1984 yılı son ayları yandal uzmanlık yasası çıkmış ama uygulaması yoktu. O Çocuk Nefroloji, ben Çocuk Onkoloji uzmanlık eğitimi için aynı günde başvurmuştuk . Türkiye'de  Nesrin abla Çocuk Nefroloji, ben Çocuk Onkoloji'de  tez yaparak yan dal uzmanı olan ilk kişiler olmuştuk.

1993'de İzmir DEÜ'ye giderken bana gümüş renginde bir zarf açacağı hediye etti. 29 yılda defalarca kaybettim. Her defasında bulunmuştu. Bir defasında İzmir Konak Meydanı Saat Kulesi çevresinde kaybettim. Yaklaşık bir ay sonra üniversitedeki masamın üzerinde idi. 4 ay kadar önce baş kısmı koptu. Öyle kullanmaya devam ediyorum. Bugünden sonra kıymeti bir başka olacak.

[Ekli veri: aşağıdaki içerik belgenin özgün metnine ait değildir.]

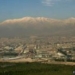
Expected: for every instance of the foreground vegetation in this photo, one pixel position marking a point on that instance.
(35, 69)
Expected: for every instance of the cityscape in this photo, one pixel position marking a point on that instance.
(38, 49)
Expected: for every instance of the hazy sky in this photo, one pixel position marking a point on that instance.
(58, 9)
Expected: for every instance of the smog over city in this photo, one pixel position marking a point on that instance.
(37, 33)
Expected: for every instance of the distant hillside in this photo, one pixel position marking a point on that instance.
(37, 26)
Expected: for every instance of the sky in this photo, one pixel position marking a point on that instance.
(57, 9)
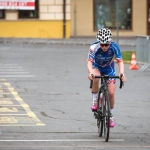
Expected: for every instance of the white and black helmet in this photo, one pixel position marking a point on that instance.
(104, 36)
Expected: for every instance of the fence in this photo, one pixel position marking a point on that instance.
(143, 52)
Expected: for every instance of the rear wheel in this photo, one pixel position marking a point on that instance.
(106, 111)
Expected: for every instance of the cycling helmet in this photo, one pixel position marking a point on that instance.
(104, 36)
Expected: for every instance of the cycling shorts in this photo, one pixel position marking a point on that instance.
(110, 72)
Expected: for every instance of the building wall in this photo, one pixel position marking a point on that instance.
(82, 20)
(48, 25)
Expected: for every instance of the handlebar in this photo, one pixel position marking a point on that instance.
(106, 76)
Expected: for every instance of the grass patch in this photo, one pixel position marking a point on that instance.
(127, 55)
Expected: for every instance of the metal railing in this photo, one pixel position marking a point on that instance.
(143, 52)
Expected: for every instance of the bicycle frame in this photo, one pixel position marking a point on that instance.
(103, 112)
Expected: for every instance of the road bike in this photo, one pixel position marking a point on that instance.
(102, 114)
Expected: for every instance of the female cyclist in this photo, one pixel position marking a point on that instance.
(101, 61)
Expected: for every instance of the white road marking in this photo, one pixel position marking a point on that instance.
(65, 140)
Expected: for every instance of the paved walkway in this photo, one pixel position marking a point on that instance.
(72, 41)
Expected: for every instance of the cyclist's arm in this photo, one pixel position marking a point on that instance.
(89, 66)
(121, 66)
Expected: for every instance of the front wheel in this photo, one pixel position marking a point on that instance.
(100, 119)
(106, 111)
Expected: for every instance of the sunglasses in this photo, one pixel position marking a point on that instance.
(102, 45)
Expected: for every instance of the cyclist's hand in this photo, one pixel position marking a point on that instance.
(123, 77)
(91, 76)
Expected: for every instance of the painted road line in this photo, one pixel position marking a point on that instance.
(19, 72)
(9, 64)
(9, 105)
(10, 67)
(13, 69)
(18, 125)
(66, 140)
(6, 109)
(16, 120)
(13, 115)
(5, 103)
(24, 105)
(16, 76)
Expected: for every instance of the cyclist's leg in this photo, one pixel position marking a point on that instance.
(94, 89)
(111, 89)
(95, 86)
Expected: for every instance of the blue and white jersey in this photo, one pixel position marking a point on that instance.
(104, 60)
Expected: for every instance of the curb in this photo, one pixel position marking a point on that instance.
(53, 41)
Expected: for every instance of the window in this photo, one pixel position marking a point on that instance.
(25, 14)
(2, 14)
(105, 14)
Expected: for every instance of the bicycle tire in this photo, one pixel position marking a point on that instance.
(106, 113)
(100, 119)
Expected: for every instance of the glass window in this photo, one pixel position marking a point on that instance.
(105, 14)
(25, 14)
(2, 14)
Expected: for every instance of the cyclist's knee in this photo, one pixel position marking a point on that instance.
(111, 95)
(95, 81)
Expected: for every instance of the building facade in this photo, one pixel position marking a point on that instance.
(45, 21)
(82, 18)
(89, 15)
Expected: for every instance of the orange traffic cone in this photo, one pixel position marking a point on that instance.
(133, 64)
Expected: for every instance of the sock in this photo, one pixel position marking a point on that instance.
(94, 96)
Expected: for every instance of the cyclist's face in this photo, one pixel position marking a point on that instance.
(104, 47)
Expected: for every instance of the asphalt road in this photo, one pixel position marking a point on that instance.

Mükemmel bir hekim, iyi bir insan, iyi bir akademisyen, vefalı bir dosttu. Kronik ve yıpratıcı hastalıklarla geçen son yıllarında aralıklı görüşür, eski yılları yad ederdik.

Türk tıbbı, Türk Çocuk Nefrolojisi, Hacettepe çok büyük bir değerini kaybetti. Hepimizin başı sağ olsun.  Mekanın cennet, yolun ışıklı olsun.